Anaesthetic Management of Patient with Atrial Septal Defect Posted for Abdominal Hysterectomy
Published: February 1, 2021 | DOI: https://doi.org/10.7860/JCDR/2021/47480.14554
Sara Mary Thomas, Pranav Kanabar, Dinesh Chauhan, Malini Mehta
1. Associate Professor, Department of Anaesthesia, Smt. BK Shah Medical Institute and Research Centre, Sumandeep Vidyapeeth (Deemed to be University), Piparia,
Vadodara, Gujarat, India.
2. Resident, Department of Anaesthesia, Smt.
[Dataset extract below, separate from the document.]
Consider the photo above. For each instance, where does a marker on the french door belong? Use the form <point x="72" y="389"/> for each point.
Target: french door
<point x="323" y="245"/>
BK Shah Medical Institute and Research Centre, Sumandeep Vidyapeeth (Deemed to be University), Piparia, Vadodara,
Gujarat, India.
3. Professor and Head, Department of Anaesthesia, Smt. BK Shah Medical Institute and Research Centre, Sumandeep Vidyapeeth (Deemed to be University), Piparia,
Vadodara, Gujarat, India.
4. Professor, Department of Anaesthesia, Smt. BK Shah Medical Institute and Research Centre, Sumandeep Vidyapeeth (Deemed to be University), Piparia, Vadodara,
Gujarat, India.
Correspondence
Sara Mary Thomas,
B 17, Saket Society, Behind Essar Petrol Pump,
Sussen-Tarsali Road, Vadodara, Gujarat, India.
E-mail: sara.cinosh@gmail.com
Incidence of Atrial Septal Defect (ASD) in acyanotic congenital heart disease is about 10%. This condition is commonly diagnosed in childhood, although in some cases it is detected in later stages of life. Patients with ASD and Pulmonary Hypertension (PHT) pose a great challenge to anaesthetic management. Authors are presenting a case of general anaesthetic management of 39-year-old lady having ASD with mild to moderate PHT undergoing abdominal hysterectomy, a noncardiac surgery. The patient was induced with Inj. Propofol slow Intravenous (IV) and intubation was achieved with succinylcholine and maintenance was done with atracurium and isoflurane. The primary goal of general anaesthesia was to avoid increase in PHT and to maintain systemic vascular resistance.